Ainsi que le reconnaissait récemment Pierre-Yvon Mechali, DGA d’Ingram Micro, les grossistes subissent de plus en plus la concurrence des sites marchands. Mais leur relation est plus ambigüe qu’il n’y paraît.

Le problème des prix d’achats revendeurs plus élevés que les prix publics des sites marchands s’amplifie. Dernier exemple en date pioché sur le site de la Communauté des revendeurs informatiques : celui d’un portable Asus (réf : F5RL-AP336C) dont le prix public conseillé est 599,39 € TTC. Après comparaison des tarifs de deux grands grossistes généralistes, le meilleur prix revendeur pour ce produit était de 458,12 € HT le 21 octobre, soit 547,92 € TTC hors frais de port. Or ce même produit était proposé simultanément à 539 € TTC sur Pixmania (en passant par Clubic) et à 569 € TTC sur LDLC.

Les sites marchands disposent de plates-formes logistiques comparables à celles des grossistes

Cet écart de prix, qui n’est pas spécifique à Asus et qui se retrouve sur un grand nombre de marques, illustre parfaitement la situation de la distribution informatique. Les grossistes traditionnels sont de plus en plus concurrencés sur leur propre terrain par les sites marchands qui disposent désormais de plates-formes logistiques comparables voire plus performantes que les leur. Une concurrence frontale dont des sites comme LDLC, Pixmania ou Cdiscount ne se cachent plus : en créant des équipes dédiées aux professionnels, c’est aussi les revendeurs informatiques qu’ils tentent de rallier à eux.

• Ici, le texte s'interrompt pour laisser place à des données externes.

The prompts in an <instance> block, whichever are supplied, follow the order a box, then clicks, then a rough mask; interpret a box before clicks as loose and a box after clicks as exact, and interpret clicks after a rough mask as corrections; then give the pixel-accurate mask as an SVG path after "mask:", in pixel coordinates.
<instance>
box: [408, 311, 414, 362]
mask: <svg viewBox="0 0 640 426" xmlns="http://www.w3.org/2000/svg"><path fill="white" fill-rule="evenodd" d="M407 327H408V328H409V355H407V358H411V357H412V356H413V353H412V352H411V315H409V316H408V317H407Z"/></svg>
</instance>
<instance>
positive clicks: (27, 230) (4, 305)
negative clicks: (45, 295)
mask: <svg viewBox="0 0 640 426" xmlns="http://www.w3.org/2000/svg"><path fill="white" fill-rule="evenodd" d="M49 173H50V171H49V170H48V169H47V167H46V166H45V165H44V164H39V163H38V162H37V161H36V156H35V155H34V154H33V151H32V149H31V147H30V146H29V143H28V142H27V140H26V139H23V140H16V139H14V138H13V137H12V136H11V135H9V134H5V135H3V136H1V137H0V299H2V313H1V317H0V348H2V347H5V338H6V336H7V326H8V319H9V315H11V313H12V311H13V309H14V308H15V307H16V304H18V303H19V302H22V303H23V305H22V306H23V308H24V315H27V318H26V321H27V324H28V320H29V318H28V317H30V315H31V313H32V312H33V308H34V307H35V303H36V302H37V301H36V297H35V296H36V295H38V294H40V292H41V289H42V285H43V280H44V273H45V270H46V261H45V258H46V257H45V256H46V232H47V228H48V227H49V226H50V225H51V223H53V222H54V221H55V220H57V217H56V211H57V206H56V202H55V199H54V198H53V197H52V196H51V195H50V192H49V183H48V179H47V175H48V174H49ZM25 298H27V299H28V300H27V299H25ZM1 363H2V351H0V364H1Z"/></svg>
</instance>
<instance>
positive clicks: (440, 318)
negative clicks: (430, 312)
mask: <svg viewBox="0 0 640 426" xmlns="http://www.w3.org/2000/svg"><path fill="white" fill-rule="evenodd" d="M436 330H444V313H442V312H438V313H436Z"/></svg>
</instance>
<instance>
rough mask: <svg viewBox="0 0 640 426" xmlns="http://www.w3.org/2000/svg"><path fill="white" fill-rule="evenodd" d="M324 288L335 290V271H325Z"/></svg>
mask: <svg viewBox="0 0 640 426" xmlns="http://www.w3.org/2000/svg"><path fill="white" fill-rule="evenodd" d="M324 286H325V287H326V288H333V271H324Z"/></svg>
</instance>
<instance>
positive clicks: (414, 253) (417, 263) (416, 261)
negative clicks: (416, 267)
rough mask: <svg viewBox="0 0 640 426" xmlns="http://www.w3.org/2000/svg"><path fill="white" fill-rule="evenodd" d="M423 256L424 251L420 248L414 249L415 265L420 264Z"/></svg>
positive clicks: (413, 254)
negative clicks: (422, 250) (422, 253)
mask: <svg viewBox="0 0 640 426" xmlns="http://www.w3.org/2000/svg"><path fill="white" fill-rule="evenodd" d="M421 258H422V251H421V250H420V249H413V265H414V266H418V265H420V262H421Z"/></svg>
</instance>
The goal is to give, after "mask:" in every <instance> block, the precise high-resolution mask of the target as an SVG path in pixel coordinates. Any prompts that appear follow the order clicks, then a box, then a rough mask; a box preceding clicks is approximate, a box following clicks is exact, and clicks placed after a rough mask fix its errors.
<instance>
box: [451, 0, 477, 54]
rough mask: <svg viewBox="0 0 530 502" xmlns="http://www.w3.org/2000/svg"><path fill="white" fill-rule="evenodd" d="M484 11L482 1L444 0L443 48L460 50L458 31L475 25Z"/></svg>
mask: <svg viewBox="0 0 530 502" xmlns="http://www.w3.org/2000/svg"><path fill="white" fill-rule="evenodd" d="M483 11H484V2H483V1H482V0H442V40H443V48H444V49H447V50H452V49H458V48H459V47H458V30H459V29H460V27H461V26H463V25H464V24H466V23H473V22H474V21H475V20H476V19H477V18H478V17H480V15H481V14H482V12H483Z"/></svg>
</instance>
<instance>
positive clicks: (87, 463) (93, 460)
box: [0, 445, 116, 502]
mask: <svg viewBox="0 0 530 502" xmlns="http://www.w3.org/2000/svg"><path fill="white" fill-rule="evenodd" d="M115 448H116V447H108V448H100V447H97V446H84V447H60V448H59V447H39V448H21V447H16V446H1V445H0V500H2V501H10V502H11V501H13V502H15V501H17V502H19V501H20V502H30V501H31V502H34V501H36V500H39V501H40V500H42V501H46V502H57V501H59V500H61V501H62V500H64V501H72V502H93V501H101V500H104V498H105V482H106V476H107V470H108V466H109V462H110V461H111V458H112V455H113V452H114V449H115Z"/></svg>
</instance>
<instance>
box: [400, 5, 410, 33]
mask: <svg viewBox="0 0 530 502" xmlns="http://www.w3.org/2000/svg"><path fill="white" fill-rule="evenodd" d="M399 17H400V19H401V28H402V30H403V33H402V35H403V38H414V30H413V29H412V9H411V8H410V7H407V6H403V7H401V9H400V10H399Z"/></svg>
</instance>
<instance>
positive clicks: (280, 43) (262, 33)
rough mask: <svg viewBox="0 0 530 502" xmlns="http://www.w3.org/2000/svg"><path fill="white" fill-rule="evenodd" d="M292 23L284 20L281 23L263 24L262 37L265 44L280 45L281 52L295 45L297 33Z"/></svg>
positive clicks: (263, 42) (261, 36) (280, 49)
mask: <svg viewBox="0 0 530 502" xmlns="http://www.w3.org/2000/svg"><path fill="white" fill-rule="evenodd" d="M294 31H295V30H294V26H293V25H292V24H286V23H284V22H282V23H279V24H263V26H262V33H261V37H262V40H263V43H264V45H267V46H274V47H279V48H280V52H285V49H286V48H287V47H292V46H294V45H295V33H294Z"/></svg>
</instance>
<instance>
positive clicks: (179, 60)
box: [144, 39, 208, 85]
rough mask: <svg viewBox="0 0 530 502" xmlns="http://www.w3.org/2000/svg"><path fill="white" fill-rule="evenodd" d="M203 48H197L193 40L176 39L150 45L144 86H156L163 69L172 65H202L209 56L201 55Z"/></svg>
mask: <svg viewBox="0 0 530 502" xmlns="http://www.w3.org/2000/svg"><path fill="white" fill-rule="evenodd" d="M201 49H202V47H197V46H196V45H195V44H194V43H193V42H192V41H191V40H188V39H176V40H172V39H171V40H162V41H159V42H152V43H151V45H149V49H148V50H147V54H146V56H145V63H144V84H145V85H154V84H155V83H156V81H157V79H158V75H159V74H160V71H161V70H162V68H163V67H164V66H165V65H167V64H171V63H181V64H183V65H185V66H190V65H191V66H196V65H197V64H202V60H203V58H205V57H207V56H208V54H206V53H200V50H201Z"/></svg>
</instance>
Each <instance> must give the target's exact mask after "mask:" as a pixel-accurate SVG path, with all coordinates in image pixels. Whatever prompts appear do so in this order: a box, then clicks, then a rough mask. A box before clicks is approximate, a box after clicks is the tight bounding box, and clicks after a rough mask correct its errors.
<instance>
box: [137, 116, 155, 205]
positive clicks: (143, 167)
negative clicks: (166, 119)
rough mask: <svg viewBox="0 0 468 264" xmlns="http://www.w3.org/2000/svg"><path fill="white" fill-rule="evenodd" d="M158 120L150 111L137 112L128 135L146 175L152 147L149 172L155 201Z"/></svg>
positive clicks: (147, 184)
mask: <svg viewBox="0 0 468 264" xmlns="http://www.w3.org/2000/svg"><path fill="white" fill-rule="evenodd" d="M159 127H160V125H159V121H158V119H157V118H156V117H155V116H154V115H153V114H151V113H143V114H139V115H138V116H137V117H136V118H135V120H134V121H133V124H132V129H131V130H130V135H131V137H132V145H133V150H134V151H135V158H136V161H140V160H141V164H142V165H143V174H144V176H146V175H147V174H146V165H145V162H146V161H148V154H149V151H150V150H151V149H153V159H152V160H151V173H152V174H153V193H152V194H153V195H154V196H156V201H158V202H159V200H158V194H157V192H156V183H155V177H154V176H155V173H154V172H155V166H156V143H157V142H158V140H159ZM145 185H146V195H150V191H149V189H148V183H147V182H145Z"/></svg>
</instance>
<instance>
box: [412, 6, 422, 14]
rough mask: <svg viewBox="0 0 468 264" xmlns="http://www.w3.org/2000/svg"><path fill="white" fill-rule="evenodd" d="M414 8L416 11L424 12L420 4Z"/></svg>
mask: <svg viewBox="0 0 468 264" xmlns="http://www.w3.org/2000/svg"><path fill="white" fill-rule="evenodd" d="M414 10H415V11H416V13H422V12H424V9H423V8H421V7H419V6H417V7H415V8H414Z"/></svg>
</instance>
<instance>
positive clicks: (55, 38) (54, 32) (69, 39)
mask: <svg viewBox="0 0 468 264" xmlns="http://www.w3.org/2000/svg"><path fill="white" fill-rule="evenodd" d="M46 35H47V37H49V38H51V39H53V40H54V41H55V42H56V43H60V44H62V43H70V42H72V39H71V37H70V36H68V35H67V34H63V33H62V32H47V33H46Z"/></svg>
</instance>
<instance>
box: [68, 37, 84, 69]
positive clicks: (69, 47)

Avec de plus en plus de succès du reste, comme l’attestent LDLC et Pixmania, pour qui le BtoB progresse plus vite que le BtoC.

Les plus agressifs sont Pixmania et Cdiscount

Il y a toutefois des nuances importantes entre les différents sites en termes de politiques commerciale. Les plus agressifs sont incontestablement Pixmania et Cdiscount qui jouent la carte du discount. LDLC, dont l’activité BtoB pèse 35% du chiffre d’affaires global, reste fidèle à son positionnement qualitatif en faisant en sorte de mieux respecter les prix conseillés des marques. De fait, ce dernier assure conserver d’excellentes relations avec les grossistes dont il reste un client important. Ce qui n’est pas le cas des autres qui se sont affranchis de leur tutelle en s’appuyant sur les centrales d’achat de leur groupe respectif (DSG/Dixons pour Pixmania et Casino pour Cdiscount).

Les revendeurs entre le marteau et l’enclume

Du côté des revendeurs, on est partagé sur la conduite à tenir. Faut-il soutenir coûte que coûte les grossistes, quitte à perdre des clients, ou faut-il aller au plus offrant, quitte à scier la branche sur laquelle ils sont assis ? Le débat continue de faire rage. De fait, en passant leurs commandes directement auprès des sites marchands, ils contribuent à faire grossir les ogres qui risquent de finir par les manger. « En rendant accessible n’importe quelle référence en quelques clics, les sites marchands ont incontestablement réduit le nombre de revendeurs », analyse Gauthier Picquart, PDG de RueDuCommerce.

Les grossistes victimes consentantes ?

A l’inverse, Raphaël Marlier, directeur commercial de LDLC, en charge de l’activité Pro, ne s’estime pas du tout concurrent des grossistes traditionnels. Il fait remarquer à cet égard que les clients revendeurs qui commandent chez LDLC sont souvent de très petits revendeurs avec lesquels ne travaillent pas les grands grossistes. Il relève également que, dans la plupart des cas, les cotations spéciales dont bénéficient les sites marchands de la part des marques et qui leur permettent de vendre moins cher, transitent par les grossistes. En clair, les grossistes sont « partie prenante voire à l’origine » des deals qui permettent ensuite aux sites de les concurrencer.

Des relations bien ambigües dont les revendeurs s’accommodent mal si tant est qu’ils ne sont pas tout simplement les dindons de la farce.